"It's been a long time," I told him.
He slammed a fist down on the desk, forcing me to shut my mouth. The rage was still there, boiling under the surface for all these years. "You left our mother to die alone," he snapped. He was trying to contain himself.
"She wasn't alone. She had you."
"Oh," he sneered, "and that makes it better?" He gave a humorless laugh. "She wasted away in that bed for a week. Waiting for you." His chest was rising and falling rapidly as his anger mounted. "I fucking waited there for you. And where were you?"
"I-"
"Where the fuck were you!" he bellowed, half rising from the chair, leaning over the desk. He wanted to kill me. I could see it in his eyes.
"I made a promise," I told him.
"Fuck your promises!"
The door opened and we both looked over at Hush. "Need some help, Lock? Idaho?" he asked, looking between us.
'Help', as in, the boss was going full Lockout and we didn't want holes in the walls. Hush knew Lock well. "No. It's fine," I answered because my brother was too busy foaming at the fucking mouth to answer. "Give us a few minutes."
As soon as the door shut Lock focused back on me again. "I don't want your bullshit excuses. Either tell me where you were instead of being next to our mother's side, or get the fuck out. Out of my office. Out of my club. Out of my goddamn life."
I'd asked for this. There was no holding back this time. The promise I'd made to our mother didn't matter anymore. She was gone, and her sons were at each other's throats. She had thought by keeping it secret we would avoid this situation. I wasn't breaking the intent behind her promise, so it was time to fix this. "I got there before you did."
Lock stopped breathing for a few heartbeats. It was as though he'd turned to stone. Once he began again, he sat down. It was the only invitation to speak I was going to get.
"I got there a day before you," I said again. "I had every intention of sitting there with her, with you, until the end. Until that fucking disease took her from us." I held his gaze. "But then her phone rang." I shook my head, looking down, studying the wood grain pattern on the desk. "She was too damn weak to answer it, so I did."
Silence stretched between us. I could hear his voice all over again.
"It was Dad. He was tripping over his words, that's how fast he was speaking. He was in trouble."
"Who gives a fuck?" Lockout snapped. "He abandoned us."
"Mom gave a fuck," I answered. "She-" I sighed, knowing he wasn't going to like what I was about to say.
Lock hated our father. Hated him more than he hated anything in this world. It was because he saw too much of himself in the man who helped create us. Only our father was a piece of shit. He never deserved our mother. Didn't love her. Didn't love us. He was a lowlife. A criminal. And had never done anything with himself. He lived off Mom, and us when we were sixteen and old enough to get jobs. Drank the days away. Fought with Mom. The day he raised a hand to her was the day we stepped up and took over as the men in our house. He didn't abandon us so much as we forced him out.

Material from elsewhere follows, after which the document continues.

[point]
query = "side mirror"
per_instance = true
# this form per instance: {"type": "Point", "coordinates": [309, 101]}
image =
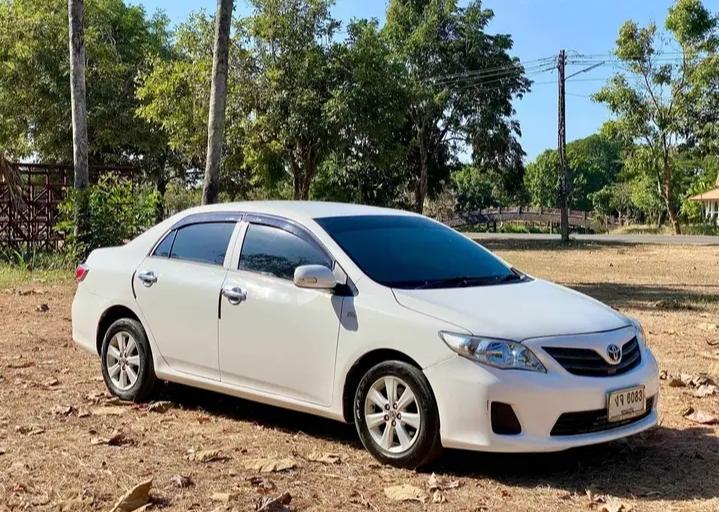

And we could both live with that.
What Lock meant by he abandoned us, was that the man who'd sired us had changed not long after we were born. He'd gone from the guy Mom had fallen in love with, so hopeful about the world and his family, to a useless fucking cokehead. He'd started drinking heavily and eventually turned to drugs to deal with the demons that haunted him. That's what he told Mom anyway. We knew better. He just wanted to escape reality and all the responsibilities that came with having a family. We never got to have that strong father figure and Mom lost the man she loved. She never gave up hope that he'd return to her. Not even in the end.
"She asked me to help him."
"And you went?" Lock spat, looking disgusted.
"You wanted me to ignore her dying wish, Liam?" I asked, incredulous.
His shoulders sagged and he sighed. "No. She would have only badgered you until you went anyway." We both grinned at his words. That was Mom. She had been our strength as kids. The one who was always there for us whenever we needed someone. And we needed her a lot. More than we should have. Fuck, I missed her.
"He called because he owed some dealer money." I shook my head. "I don't know what the fuck he did with it all, but he had to come up with two grand or they were going to kill him." I snorted. "Two grand. A fucking drop in the bucket for either of us at this point."
"Did you find him?"
"Not before Catfish Willy did," I admitted. "Took me a while to track him down. By the time I did, he was in a dumpster."
"So he's dead." Lock nodded his head, not showing any emotion. "I figured. Otherwise he'd have shown up looking for money a long time ago."
"I tried to get home," I told him.
"You showed up the day after the funeral."